Posts Tagged ‘Matrix access’

Boundary access modes in Quasar

In earlier versions of Quasar, the boundary extension modes (such as 'mirror, 'circular) only affected the __kernel__ and __device__ functions.

To improve transparency, this is has recently changed. This has the consequence that the following get access modes needed to be supported by the runtime:

(no modifier)     % =error (default) or zero extension (kernel, device function)
safe              % zero extension
mirror            % mirroring near the boundaries
circular          % circular boundary extension
clamped           % keep boundary values
unchecked         % results undefined when reading outside
checked           % error when reading outside

Implementation details: there is a bit of work involved, because it needs to be done for all data types (int8, int16, int32, uint8, uint16, uint32, single, double, UDT, object, …), for different dimensions (vec, mat, cube), and for both matrix getters / slice accessors. perhaps the reason that you will not see this feature implemented in other programming languages: 5 x 10 x 3 x 2 = 300 combinations (=functions to be written). Luckily the use of generics in C# alleviates the problem, reducing it (after a bit of research) to 6 combinations (!) where each algorithm has 3 generic parameters. Idem for CUDA computation engine.

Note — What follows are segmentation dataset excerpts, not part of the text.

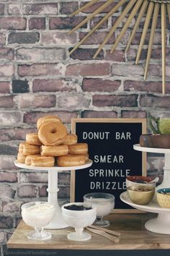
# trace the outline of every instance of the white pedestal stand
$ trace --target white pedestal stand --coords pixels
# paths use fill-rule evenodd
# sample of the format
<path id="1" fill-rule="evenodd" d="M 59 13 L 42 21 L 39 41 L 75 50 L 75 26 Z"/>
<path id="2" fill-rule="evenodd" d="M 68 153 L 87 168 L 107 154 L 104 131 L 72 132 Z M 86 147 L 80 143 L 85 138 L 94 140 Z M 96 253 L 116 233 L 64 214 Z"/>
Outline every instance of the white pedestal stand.
<path id="1" fill-rule="evenodd" d="M 156 153 L 164 153 L 165 155 L 165 165 L 164 173 L 162 183 L 158 186 L 156 190 L 161 188 L 170 187 L 170 149 L 165 148 L 145 148 L 141 147 L 139 144 L 134 145 L 133 148 L 135 150 L 151 152 Z M 145 227 L 146 229 L 151 232 L 170 234 L 170 209 L 161 208 L 160 206 L 154 202 L 151 202 L 146 205 L 140 205 L 133 203 L 128 198 L 128 194 L 124 192 L 121 194 L 120 199 L 129 204 L 130 205 L 145 211 L 158 213 L 157 218 L 148 221 Z"/>
<path id="2" fill-rule="evenodd" d="M 37 167 L 27 166 L 24 163 L 14 162 L 16 166 L 29 169 L 30 171 L 48 171 L 48 187 L 47 191 L 48 192 L 48 201 L 50 203 L 53 204 L 56 208 L 56 213 L 53 219 L 53 221 L 45 226 L 45 229 L 63 229 L 68 227 L 68 225 L 65 223 L 63 219 L 61 214 L 61 208 L 58 203 L 58 192 L 59 191 L 58 188 L 58 171 L 68 171 L 68 170 L 80 170 L 88 168 L 92 165 L 93 161 L 89 160 L 86 164 L 79 166 L 71 166 L 71 167 Z"/>

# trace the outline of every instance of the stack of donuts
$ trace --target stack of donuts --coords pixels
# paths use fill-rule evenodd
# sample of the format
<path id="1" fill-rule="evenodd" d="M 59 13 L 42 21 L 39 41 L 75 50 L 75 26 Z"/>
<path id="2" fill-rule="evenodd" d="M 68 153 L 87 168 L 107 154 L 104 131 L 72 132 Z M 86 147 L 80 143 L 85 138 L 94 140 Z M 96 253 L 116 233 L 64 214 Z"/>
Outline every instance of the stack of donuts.
<path id="1" fill-rule="evenodd" d="M 17 161 L 27 166 L 76 166 L 89 160 L 88 145 L 77 143 L 77 136 L 68 133 L 61 120 L 46 116 L 37 121 L 37 133 L 26 135 L 19 145 Z"/>

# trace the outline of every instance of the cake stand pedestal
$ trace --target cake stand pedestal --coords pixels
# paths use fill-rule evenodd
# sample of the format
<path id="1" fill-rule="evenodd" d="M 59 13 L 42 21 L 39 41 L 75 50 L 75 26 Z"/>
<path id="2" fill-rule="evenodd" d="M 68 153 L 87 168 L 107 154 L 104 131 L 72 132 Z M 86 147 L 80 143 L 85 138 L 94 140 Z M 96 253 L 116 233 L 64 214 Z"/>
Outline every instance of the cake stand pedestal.
<path id="1" fill-rule="evenodd" d="M 162 183 L 156 188 L 156 190 L 170 187 L 170 149 L 146 148 L 141 147 L 139 144 L 134 145 L 133 148 L 138 151 L 164 154 L 164 179 Z M 146 229 L 151 232 L 170 234 L 170 209 L 161 208 L 156 202 L 150 202 L 149 204 L 146 205 L 135 204 L 129 199 L 127 192 L 120 195 L 120 199 L 135 208 L 158 213 L 157 218 L 151 219 L 145 223 Z"/>
<path id="2" fill-rule="evenodd" d="M 152 218 L 145 223 L 145 228 L 149 231 L 170 234 L 170 209 L 161 208 L 156 202 L 150 202 L 148 205 L 140 205 L 133 203 L 125 191 L 120 196 L 121 200 L 134 208 L 146 212 L 158 213 L 157 218 Z"/>
<path id="3" fill-rule="evenodd" d="M 88 168 L 92 165 L 93 161 L 89 160 L 86 164 L 83 166 L 71 166 L 71 167 L 37 167 L 27 166 L 24 163 L 20 163 L 17 161 L 14 162 L 16 166 L 28 169 L 31 171 L 48 171 L 48 187 L 47 191 L 48 192 L 48 202 L 55 205 L 56 208 L 55 216 L 53 221 L 45 226 L 45 229 L 58 229 L 68 227 L 68 225 L 64 221 L 62 214 L 61 208 L 58 203 L 58 192 L 59 191 L 58 188 L 58 172 L 59 171 L 71 171 L 71 170 L 80 170 Z"/>

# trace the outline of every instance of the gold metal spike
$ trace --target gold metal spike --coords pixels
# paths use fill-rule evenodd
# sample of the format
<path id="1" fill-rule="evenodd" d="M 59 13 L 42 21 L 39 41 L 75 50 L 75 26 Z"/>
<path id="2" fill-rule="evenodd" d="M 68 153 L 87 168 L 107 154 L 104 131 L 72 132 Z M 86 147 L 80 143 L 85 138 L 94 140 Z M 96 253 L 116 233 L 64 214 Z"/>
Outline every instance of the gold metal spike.
<path id="1" fill-rule="evenodd" d="M 138 27 L 139 23 L 140 23 L 140 20 L 141 20 L 141 19 L 142 19 L 142 17 L 143 17 L 143 14 L 144 14 L 144 13 L 146 12 L 146 8 L 147 8 L 148 5 L 148 1 L 144 1 L 143 3 L 143 5 L 141 7 L 141 9 L 140 9 L 140 10 L 139 12 L 138 18 L 136 20 L 136 22 L 135 22 L 135 26 L 133 27 L 133 30 L 132 31 L 132 33 L 130 35 L 130 37 L 129 38 L 128 45 L 127 45 L 126 48 L 125 48 L 125 52 L 127 52 L 129 50 L 130 46 L 130 44 L 132 43 L 132 40 L 133 40 L 133 39 L 134 38 L 134 35 L 135 35 L 135 34 L 136 33 L 136 30 L 137 30 Z"/>
<path id="2" fill-rule="evenodd" d="M 170 4 L 167 4 L 167 11 L 168 11 L 168 14 L 169 14 L 169 22 L 170 23 Z"/>
<path id="3" fill-rule="evenodd" d="M 154 7 L 154 3 L 151 1 L 149 4 L 149 6 L 148 6 L 148 12 L 147 12 L 147 14 L 146 14 L 146 21 L 145 21 L 145 25 L 143 27 L 143 33 L 142 33 L 142 35 L 141 35 L 141 38 L 140 38 L 140 45 L 139 45 L 139 48 L 138 48 L 138 51 L 137 56 L 136 56 L 136 60 L 135 60 L 136 64 L 138 64 L 139 59 L 140 59 L 140 54 L 142 52 L 143 46 L 145 42 L 146 35 L 146 33 L 148 31 L 148 28 L 149 22 L 151 20 L 151 17 L 152 15 L 153 7 Z"/>
<path id="4" fill-rule="evenodd" d="M 115 12 L 123 4 L 126 2 L 127 0 L 120 0 L 115 7 L 111 9 L 107 14 L 106 14 L 94 27 L 69 52 L 69 54 L 73 54 L 98 27 L 102 25 L 105 20 L 107 20 L 114 12 Z"/>
<path id="5" fill-rule="evenodd" d="M 161 4 L 162 94 L 166 90 L 166 4 Z"/>
<path id="6" fill-rule="evenodd" d="M 98 1 L 99 1 L 99 0 L 92 0 L 91 1 L 89 1 L 89 3 L 87 3 L 86 4 L 84 5 L 82 7 L 78 9 L 76 11 L 73 12 L 71 15 L 71 16 L 76 15 L 79 12 L 81 12 L 85 10 L 86 9 L 87 9 L 88 7 L 90 7 L 91 5 L 93 5 L 94 4 L 95 4 Z"/>
<path id="7" fill-rule="evenodd" d="M 130 13 L 128 19 L 127 20 L 123 28 L 122 29 L 120 33 L 118 35 L 118 38 L 116 39 L 115 44 L 113 45 L 112 50 L 111 50 L 111 54 L 113 53 L 113 51 L 115 50 L 118 43 L 120 42 L 120 40 L 121 40 L 122 37 L 123 36 L 123 35 L 125 34 L 125 31 L 127 30 L 128 27 L 129 27 L 130 23 L 131 22 L 133 18 L 134 17 L 134 16 L 136 14 L 139 7 L 140 7 L 140 5 L 142 4 L 143 0 L 138 0 L 135 6 L 134 7 L 133 12 Z"/>
<path id="8" fill-rule="evenodd" d="M 153 12 L 153 20 L 152 20 L 152 27 L 151 27 L 151 30 L 149 45 L 148 45 L 148 54 L 147 54 L 147 59 L 146 59 L 146 62 L 144 80 L 146 80 L 146 77 L 147 77 L 147 73 L 148 73 L 148 70 L 149 61 L 150 61 L 151 52 L 152 52 L 153 42 L 157 20 L 158 20 L 159 9 L 160 9 L 160 4 L 158 4 L 158 3 L 155 4 L 154 12 Z"/>
<path id="9" fill-rule="evenodd" d="M 104 4 L 102 4 L 99 8 L 98 8 L 96 11 L 89 15 L 86 19 L 84 19 L 80 24 L 78 24 L 73 30 L 69 32 L 69 34 L 71 34 L 74 31 L 76 31 L 78 28 L 80 28 L 84 24 L 88 22 L 89 20 L 91 20 L 96 14 L 101 12 L 106 7 L 107 7 L 110 4 L 112 4 L 115 0 L 107 0 Z"/>
<path id="10" fill-rule="evenodd" d="M 111 28 L 111 30 L 109 30 L 109 33 L 107 35 L 107 36 L 105 37 L 105 38 L 104 38 L 104 40 L 102 42 L 102 43 L 100 45 L 99 48 L 97 49 L 97 51 L 96 51 L 94 56 L 94 59 L 96 58 L 97 56 L 97 55 L 99 54 L 99 53 L 100 52 L 100 51 L 102 49 L 103 46 L 105 45 L 105 43 L 107 42 L 107 40 L 110 38 L 110 37 L 112 35 L 112 34 L 114 33 L 114 32 L 115 31 L 116 28 L 118 27 L 118 25 L 120 25 L 120 23 L 122 22 L 122 20 L 125 18 L 125 17 L 126 16 L 126 14 L 128 13 L 128 12 L 130 11 L 130 9 L 132 8 L 132 7 L 135 4 L 135 3 L 136 2 L 136 1 L 138 0 L 131 0 L 128 4 L 126 6 L 126 7 L 125 8 L 125 9 L 123 10 L 123 12 L 122 12 L 122 14 L 120 15 L 120 17 L 118 17 L 118 19 L 116 20 L 115 23 L 114 24 L 113 27 Z"/>

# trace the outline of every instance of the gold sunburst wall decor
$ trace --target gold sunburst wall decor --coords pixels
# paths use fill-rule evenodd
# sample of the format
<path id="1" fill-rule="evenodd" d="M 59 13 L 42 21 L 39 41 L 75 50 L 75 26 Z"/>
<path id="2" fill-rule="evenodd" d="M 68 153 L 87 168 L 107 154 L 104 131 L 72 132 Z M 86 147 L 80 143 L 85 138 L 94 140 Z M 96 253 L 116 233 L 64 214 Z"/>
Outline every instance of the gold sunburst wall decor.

Note that the modifier unchecked should be used with care: only when you are 100% sure that the function is working properly and that there are no memory accesses outside the matrix. A good approach is to use checked first, and when you find out that there never occur any errors, you can switch to unchecked, in other to gain a little speed-up (typically 20%-30% on memory accesses).

Now I would like to point out that the access modifiers are not part of type of the object itself, as the following example illustrates:

A : mat'circular = ones(10, 10)
B = A    % boundary access mode: B : mat'circular
C : mat'unchecked = A

Here, both B and C will hold a reference to the matrix A. However, B will copy the access modifier from A (through type inference) and C will override the access modifier of A. The result is that the access modifiers for A, B and C are circular, circular and unchecked, respectively. Even though there is only one matrix involved, there are effectively two ways of accessing the data in this matrix.

Now, to make things even more complicated, there are also put access modes. But for implementation complexity reasons (and more importantly, to avoid unforeseen data races in parallel algorithms), the number of options have been reduced to three:

safe (default)      % ignore writing outside the boundaries
unchecked           % writing outside the boundaries = crash!
checked             % error when writing outside the boundaries

This means that 'circular, 'mirror, and 'clamped are mapped to 'safe when writing values to the matrix. For example:

A : vec'circular = [1, 2, 3]
A[-1] = 0   % Value neglected

The advantage will then be that you can write code such as:

A : mat'circular = imread("lena_big.tif")[:,:,1]
B = zeros(size(A))
B[-127..128,-127..128] = A[-127..128,-127..128]

Construction of Cell matrices

In Quasar, it is possible to construct cell vectors/matrices, similar to in MATLAB:

A = `1,2,3j,zeros(4,4)´

(Matlab-syntax uses braces as in {1,2,3j,zeros(4,4)}).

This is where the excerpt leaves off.